Polycythemia vera (polycythemia vera) - Genes JAK2 and TET2

Polycythemia vera is a process characterized by an increase in the number of erythrocytes in the bloodstream. Affected individuals may also have an excess of white blood cells and platelets. These extra cells cause blood is thicker than normal. As a result, individuals with polycythemia vera have an increased risk of deep vein thrombosis. If a thrombus dislodges the bloodstream and reaches the lungs, it may cause pulmonary embolism. Affected individuals also have a higher risk of coronary events and stroke caused by blood clots in the heart and brain, respectively.

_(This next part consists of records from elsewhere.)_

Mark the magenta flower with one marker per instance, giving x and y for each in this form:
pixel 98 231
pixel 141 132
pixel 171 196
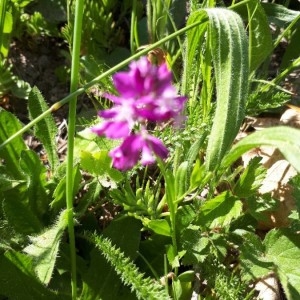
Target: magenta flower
pixel 146 93
pixel 135 146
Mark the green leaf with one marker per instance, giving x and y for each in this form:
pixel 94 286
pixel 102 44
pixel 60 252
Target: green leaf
pixel 292 52
pixel 181 180
pixel 101 275
pixel 19 215
pixel 35 172
pixel 251 179
pixel 286 139
pixel 11 153
pixel 44 248
pixel 279 14
pixel 283 249
pixel 230 59
pixel 59 193
pixel 194 42
pixel 220 211
pixel 99 164
pixel 260 38
pixel 161 227
pixel 197 246
pixel 17 280
pixel 253 260
pixel 6 33
pixel 46 129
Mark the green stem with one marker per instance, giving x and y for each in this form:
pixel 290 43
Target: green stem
pixel 97 79
pixel 71 134
pixel 134 38
pixel 3 5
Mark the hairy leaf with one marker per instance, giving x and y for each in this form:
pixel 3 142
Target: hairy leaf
pixel 44 248
pixel 286 139
pixel 251 179
pixel 35 172
pixel 17 280
pixel 220 211
pixel 9 125
pixel 260 38
pixel 230 59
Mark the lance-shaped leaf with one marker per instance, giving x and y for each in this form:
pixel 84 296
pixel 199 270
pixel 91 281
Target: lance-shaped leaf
pixel 230 58
pixel 44 248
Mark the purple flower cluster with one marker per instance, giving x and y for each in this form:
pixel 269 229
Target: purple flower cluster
pixel 146 93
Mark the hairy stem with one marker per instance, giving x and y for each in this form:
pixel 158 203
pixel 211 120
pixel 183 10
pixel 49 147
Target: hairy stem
pixel 71 133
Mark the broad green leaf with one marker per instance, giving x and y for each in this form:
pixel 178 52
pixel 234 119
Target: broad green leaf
pixel 18 281
pixel 99 164
pixel 254 263
pixel 18 213
pixel 285 139
pixel 161 227
pixel 283 249
pixel 220 211
pixel 194 41
pixel 230 60
pixel 59 193
pixel 181 180
pixel 9 125
pixel 196 245
pixel 46 129
pixel 101 276
pixel 44 248
pixel 279 14
pixel 260 38
pixel 35 172
pixel 251 179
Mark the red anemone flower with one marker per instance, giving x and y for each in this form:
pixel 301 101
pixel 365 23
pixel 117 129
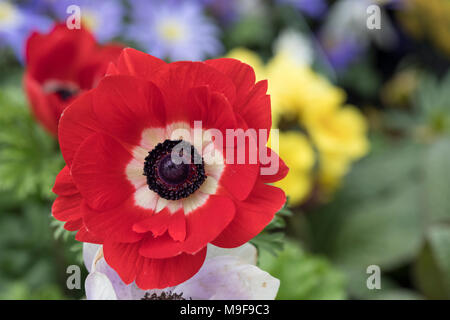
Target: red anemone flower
pixel 60 65
pixel 120 188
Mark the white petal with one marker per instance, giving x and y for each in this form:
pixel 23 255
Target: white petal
pixel 180 131
pixel 90 250
pixel 247 253
pixel 98 287
pixel 194 201
pixel 214 161
pixel 228 278
pixel 209 186
pixel 135 173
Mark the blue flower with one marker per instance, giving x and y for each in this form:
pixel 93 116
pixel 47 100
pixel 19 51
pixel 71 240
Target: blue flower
pixel 104 18
pixel 16 24
pixel 174 30
pixel 312 8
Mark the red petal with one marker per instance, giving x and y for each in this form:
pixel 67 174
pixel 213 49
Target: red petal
pixel 252 102
pixel 255 109
pixel 98 170
pixel 42 108
pixel 136 63
pixel 240 73
pixel 64 185
pixel 212 108
pixel 94 67
pixel 77 123
pixel 151 273
pixel 84 235
pixel 241 165
pixel 116 224
pixel 163 273
pixel 58 54
pixel 203 225
pixel 177 228
pixel 126 105
pixel 67 208
pixel 73 225
pixel 276 173
pixel 252 215
pixel 178 78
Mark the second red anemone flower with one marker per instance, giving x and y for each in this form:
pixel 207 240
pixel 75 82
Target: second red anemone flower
pixel 121 188
pixel 59 66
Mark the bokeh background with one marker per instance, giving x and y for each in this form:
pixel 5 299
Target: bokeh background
pixel 364 119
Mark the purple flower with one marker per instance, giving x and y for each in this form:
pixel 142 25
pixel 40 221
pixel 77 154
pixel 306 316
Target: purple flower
pixel 343 53
pixel 312 8
pixel 174 30
pixel 16 24
pixel 103 17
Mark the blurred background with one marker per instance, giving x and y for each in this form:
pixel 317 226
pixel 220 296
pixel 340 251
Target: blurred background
pixel 360 92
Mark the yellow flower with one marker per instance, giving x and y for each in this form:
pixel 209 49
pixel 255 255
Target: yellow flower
pixel 296 87
pixel 297 153
pixel 338 131
pixel 332 168
pixel 251 58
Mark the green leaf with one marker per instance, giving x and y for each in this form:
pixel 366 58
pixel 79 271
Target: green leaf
pixel 29 157
pixel 436 186
pixel 302 275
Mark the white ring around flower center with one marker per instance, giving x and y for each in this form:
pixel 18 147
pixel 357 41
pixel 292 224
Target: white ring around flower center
pixel 148 199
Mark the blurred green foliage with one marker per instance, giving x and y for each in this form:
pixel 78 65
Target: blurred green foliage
pixel 302 275
pixel 34 255
pixel 394 209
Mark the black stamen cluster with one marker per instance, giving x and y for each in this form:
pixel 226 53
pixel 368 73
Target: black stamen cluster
pixel 173 181
pixel 163 296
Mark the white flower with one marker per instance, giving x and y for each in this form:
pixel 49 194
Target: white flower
pixel 296 44
pixel 229 274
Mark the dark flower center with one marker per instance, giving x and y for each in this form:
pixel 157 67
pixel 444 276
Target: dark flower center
pixel 174 169
pixel 163 296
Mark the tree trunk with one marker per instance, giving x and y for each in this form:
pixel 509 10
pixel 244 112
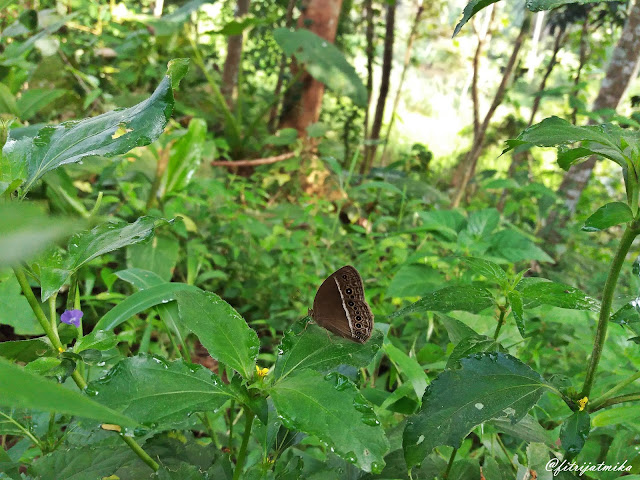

Polycythemia vera usually develops in adulthood, around age 60, although it rarely occurs in children and young adults. This process does not cause any symptoms in its early stages. Some people with polycythemia vera have headache, dizziness, tinnitus (tinnitus), impaired vision, or itchy skin. Other complications of polycythemia vera include splenomegaly, stomach ulcers, gout, heart disease and leukemia.

This process is due to mutations in JAK2 and TET2 genes. Although it is unclear exactly how polycythemia vera starts, it is believed to begin when mutations in the DNA of a hematopoietic stem cell occur. These stem cells are found in bone marrow and have the potential to erythrocytes, leukocytes and platelets. JAK2 gene mutations appear to be particularly responsible for the development of polycythemia vera, because nearly all affected individuals have a mutation in this gene.

The JAK2 gene, located on the short arm of chromosome 9 (9p24), encodes a protein that promotes the growth and cell proliferation. This protein is part of the signaling pathway JAK / STAT, which transmits chemical signals from outside the cell to the cell nucleus. The JAK2 protein is particularly important to control the production of blood cells from hematopoietic stem cells. Somatic mutations in the JAK2 gene are associated with polycythemia vera. Of these, the V617F mutation is found in approximately 96% of those affected. Approximately 3% of those affected have a somatic mutation in the region of exon 12 of the JAK2 gene. Mutations of the JAK2 gene coding result in a constitutively active JAK2 protein, which appears to improve cell survival and increase the production of blood cells. Because of this, there is an increased risk of formation of abnormal blood clots. In addition, the denser blood flows more slowly through the body, which prevents the organs receive sufficient oxygen. Many of the signs and symptoms of polycythemia vera are related to the lack of oxygen in body tissues.

The TET2 gene, located on the long arm of chromosome 4 (4q24), encoding a protein whose function is unknown. Based on the role of similar proteins, it is believed that TET2 protein is involved in regulating the transcription process. Although this protein is found throughout the body, it can play a particularly important role in the production of blood cells from hematopoietic stem cells. Furthermore, TET2 protein appears to act as a tumor suppressor. Although mutations in the TET2 gene found in about 16% of people with polycythemia vera, it is unclear what role these mutations in disease development.

Most cases are hereditary polycythemia vera. This process is associated with somatic genetic changes, which means that are acquired during the life of a person and are present only in certain cells. In rare cases, polycythemia vera has been found in families. In some of these families, the risk of developing polycythemia vera appears to have an autosomal dominant pattern of inheritance. Autosomal dominant inheritance means that a copy of an altered gene in each cell is sufficient to increase the risk of developing polycythemia vera. In these families, individuals seem to inherit an increased risk of polycythemia vera, not the disease itself.

Tests performed in IVAMI: in IVAMI perform detection of mutations associated with polycythemia vera, by complete PCR amplification of the exons of JAK2 and TET2 genes, respectively, and subsequent sequencing. It is recommended to begin the study by exon 12 and 14 of the JAK2 gene, where most of the genetic anomalies are localized, with possible reduction of time and cost involved in most cases. If negative result is the possibility of completing the study by amplifying and sequencing the other exons and TET2 JAK2 gene.

Samples recommended: EDTA blood collected for separation of blood leukocytes, or impregnated sample card with dried blood (IVAMI may mail the card to deposit the blood sample).